The user can run simulations using an updated digital twin and test various ranges of parameters and evaluate potential improvement of system efficiency. Operators can apply new parameters with confidence to the real system and gain maximum results.
Azbil Singapore's Business Development Manager, Boyce Fong, added: "Our chiller plant digital twin incorporates built-in AI to empower smart facilities management operations...It also includes a digital sandbox for the user to simulate control strategies and calculate potential savings if the firm wants to improve its building energy performance while also considering occupant comfort."
"There's a machine learning analytics module that enables predictive maintenance by generating an initial model of the chiller plant and using live data to compare against it," Fong added.
The AI continuously updates the digital twin model and assesses for changes in the characteristics of the chiller plants, like declining efficiency.
If such behaviours cross a tolerance threshold, the application will provide the firm’s operations with "actionable insights," like making part replacement or servicing recommendations.
Fong said the data analytics provided by the digital twin to calculate chiller inefficiencies can also help "building owners who have difficulty justifying installing new equipment as an investment worth considering."
The digital twin application is also able to integrate a building information model (BIM) to reduce the labour intensiveness of plant operations.

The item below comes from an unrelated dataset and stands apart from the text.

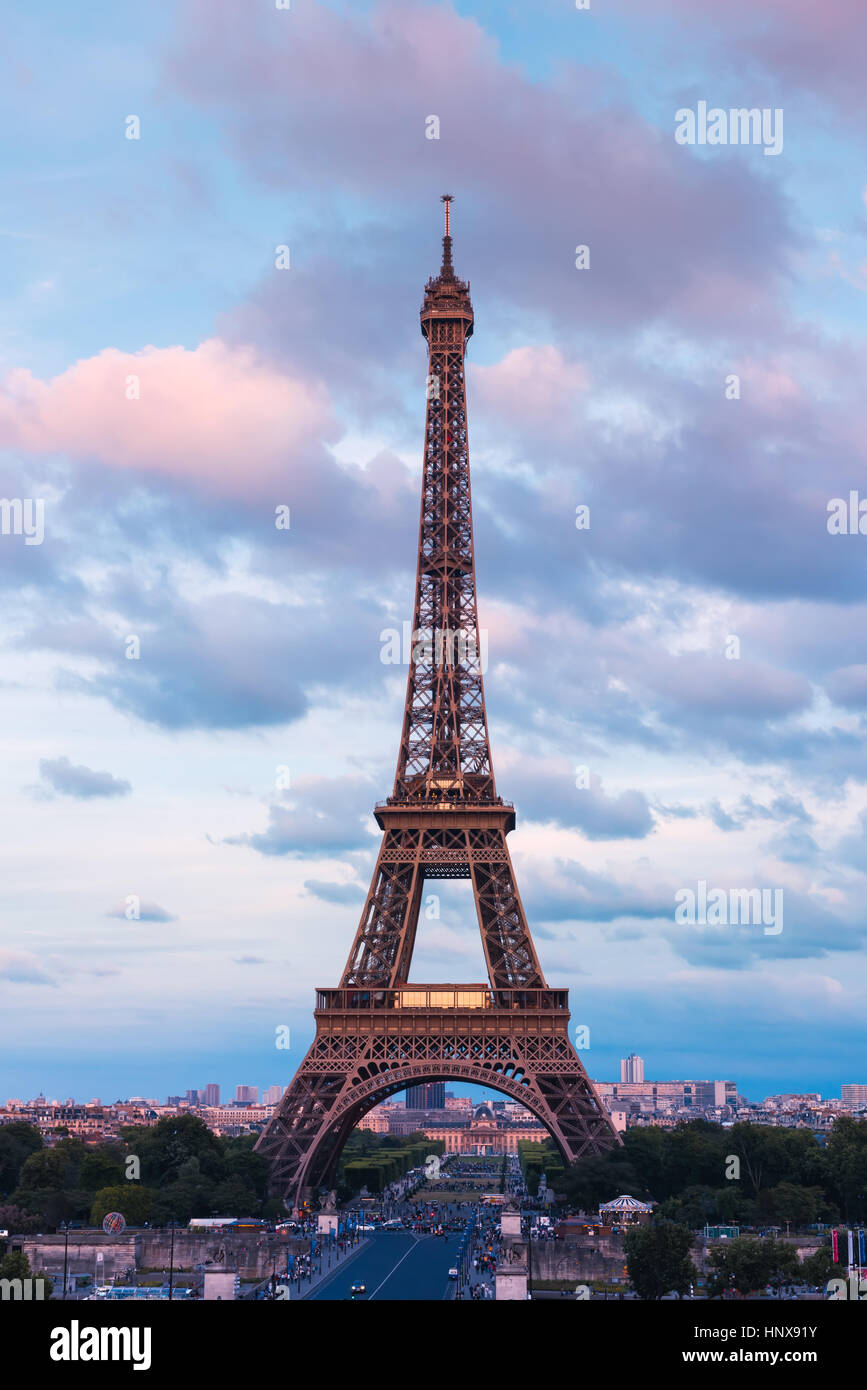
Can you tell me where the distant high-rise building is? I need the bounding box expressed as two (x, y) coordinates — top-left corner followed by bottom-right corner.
(620, 1052), (645, 1081)
(841, 1081), (867, 1105)
(407, 1081), (446, 1111)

"As a user, you can have a bird's eye view of the entire facility and its infrastructure layout without having to be physically present, or even printing 2D drawings. You can also navigate the building specifications in first-person view, which offers virtual wayfinding and greatly diminishes the need for time-consuming in-person physical site tours, or even training," Fong said.
Operational goals, however, are not the only targets Azbil's digital twin can achieve.

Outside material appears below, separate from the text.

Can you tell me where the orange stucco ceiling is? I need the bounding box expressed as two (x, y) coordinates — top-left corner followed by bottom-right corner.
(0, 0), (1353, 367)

According to Fong, their digital twin incorporates a green AI engine which allows users to "adaptively control and optimise building energy efficiencies."
"Air-conditioning and ventilation operations are significant contributors to energy consumption in a building. The digital twin allows users to automatically optimise and monitor energy utilisation in real-time," he said.
Using the digital twin, users can also virtually implement control strategies to realise optimal energy efficiency and still satisfy user comfort levels.
"The energy-saving effects can be simulated through energy-saving applications with the digital twin model in cyberspace," Azbil stated on its website.
To add, Azbil's digital twin also contributes to Sustainable Development Goals (SDGs) 9 (industry innovation and infrastructure), 11 (sustainable cities and communities), and 13 (climate action) was adopted by the UN Sustainable Development Summit.
Looking ahead, Fong said Azbil plans to make their digital twin platform available in at least 80% of all applicable buildings in Singapore to contribute to the nation's green plan targets of sustainable development and net zero emissions from future generations.